Seizures were the primary presenting complaint in two of the six dogs in this study. The authors’ data suggests that dogs with central nervous system involvement may have shortened survival times and a poorer prognosis, although statistical significance was not achieved. Additional study with larger numbers of patients will be necessary to further define this potential difference.

Several factors often contribute to small sample size in studies examining canine nasal cavity tumors, and they limit the conclusions that may be drawn; the current study is no exception. Many owners may decline therapy or elect palliative rather than definitive radiation therapy for these large, stage 2 tumors. Also, nasal cavity nonkeratinizing squamous cell carcinomas are not common tumors,¹¹ and histopathological classification of nasal tumors in the dog is problematic. Squamous cell carcinomas can have varying degrees of differentiation.²¹ When the tumors are poorly differentiated, recognition and categorization can become difficult. In humans, nonkeratinizing squamous cell carcinomas, transitional carcinomas, and respiratory carcinomas are all grouped under nonkeratinizing squamous cell carcinoma.²²¹

Conclusion

The goal of this retrospective study was to determine if cobalt-60 radiotherapy was effective in the treatment of nasal nonkeratinizing squamous cell carcinomas.

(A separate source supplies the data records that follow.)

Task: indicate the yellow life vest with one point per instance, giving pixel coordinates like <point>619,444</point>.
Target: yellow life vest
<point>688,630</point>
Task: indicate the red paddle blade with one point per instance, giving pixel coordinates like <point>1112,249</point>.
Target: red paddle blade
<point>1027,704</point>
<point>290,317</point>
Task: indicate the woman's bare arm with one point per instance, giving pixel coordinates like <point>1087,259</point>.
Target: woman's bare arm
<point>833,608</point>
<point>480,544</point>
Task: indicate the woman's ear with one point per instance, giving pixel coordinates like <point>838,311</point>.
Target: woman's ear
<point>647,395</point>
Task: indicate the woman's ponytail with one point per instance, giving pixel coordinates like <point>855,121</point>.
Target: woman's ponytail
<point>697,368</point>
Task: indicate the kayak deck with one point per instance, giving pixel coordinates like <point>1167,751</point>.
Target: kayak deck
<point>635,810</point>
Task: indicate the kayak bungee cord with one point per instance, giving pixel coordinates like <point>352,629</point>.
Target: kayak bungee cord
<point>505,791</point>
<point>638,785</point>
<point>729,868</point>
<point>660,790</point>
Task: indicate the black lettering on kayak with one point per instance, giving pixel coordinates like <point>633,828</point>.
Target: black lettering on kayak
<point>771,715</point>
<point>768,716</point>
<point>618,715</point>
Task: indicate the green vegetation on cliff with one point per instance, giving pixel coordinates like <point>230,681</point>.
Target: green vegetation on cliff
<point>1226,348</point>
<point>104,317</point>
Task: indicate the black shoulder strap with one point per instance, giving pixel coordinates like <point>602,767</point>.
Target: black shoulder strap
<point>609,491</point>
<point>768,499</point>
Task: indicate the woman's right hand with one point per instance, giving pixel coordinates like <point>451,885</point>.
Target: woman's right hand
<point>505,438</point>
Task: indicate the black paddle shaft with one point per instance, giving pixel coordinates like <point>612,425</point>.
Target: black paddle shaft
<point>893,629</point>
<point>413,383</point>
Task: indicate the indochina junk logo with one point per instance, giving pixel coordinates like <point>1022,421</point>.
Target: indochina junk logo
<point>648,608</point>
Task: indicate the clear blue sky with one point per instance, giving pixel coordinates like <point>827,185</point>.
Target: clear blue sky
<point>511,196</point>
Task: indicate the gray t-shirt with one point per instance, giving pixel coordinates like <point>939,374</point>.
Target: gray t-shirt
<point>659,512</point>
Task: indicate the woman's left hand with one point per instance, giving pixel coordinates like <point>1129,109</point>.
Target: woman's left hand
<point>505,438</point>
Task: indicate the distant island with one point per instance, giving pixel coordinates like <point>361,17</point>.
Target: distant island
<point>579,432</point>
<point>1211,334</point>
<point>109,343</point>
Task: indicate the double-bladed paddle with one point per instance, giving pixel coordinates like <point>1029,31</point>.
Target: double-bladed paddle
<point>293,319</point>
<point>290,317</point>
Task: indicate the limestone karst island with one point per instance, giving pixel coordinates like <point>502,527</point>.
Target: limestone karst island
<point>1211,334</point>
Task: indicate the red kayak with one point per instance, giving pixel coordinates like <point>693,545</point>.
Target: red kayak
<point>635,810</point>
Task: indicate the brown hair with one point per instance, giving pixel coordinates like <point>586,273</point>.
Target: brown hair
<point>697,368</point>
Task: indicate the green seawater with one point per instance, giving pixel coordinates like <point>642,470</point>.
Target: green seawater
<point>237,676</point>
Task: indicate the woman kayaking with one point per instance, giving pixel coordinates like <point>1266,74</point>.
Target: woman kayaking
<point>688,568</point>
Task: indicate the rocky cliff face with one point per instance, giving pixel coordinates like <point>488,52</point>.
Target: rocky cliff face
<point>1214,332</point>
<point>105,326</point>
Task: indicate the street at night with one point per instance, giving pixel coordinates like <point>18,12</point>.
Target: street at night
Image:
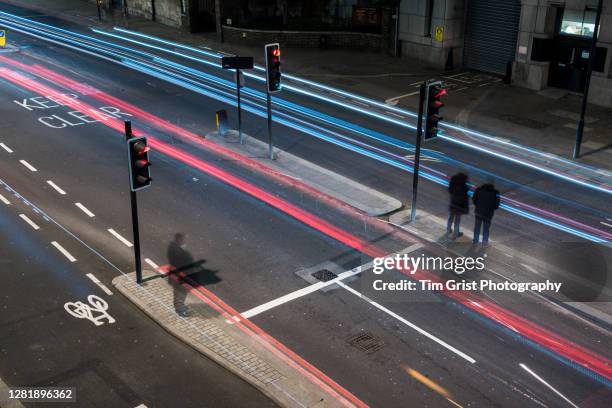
<point>398,214</point>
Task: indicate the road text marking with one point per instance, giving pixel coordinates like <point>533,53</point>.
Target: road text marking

Based upon the results of this study, the median survival time for nasal nonkeratinizing squamous cell carcinoma is less than previously reported historical controls for carcinomas as a group. Central nervous system involvement may further shorten survival times. An optimal protocol for the treatment of these tumors has yet to be developed, and continued evaluation of individual tumor types treated with uniform treatment protocols is necessary to allow for dependable conclusions regarding both biological behavior and treatment response.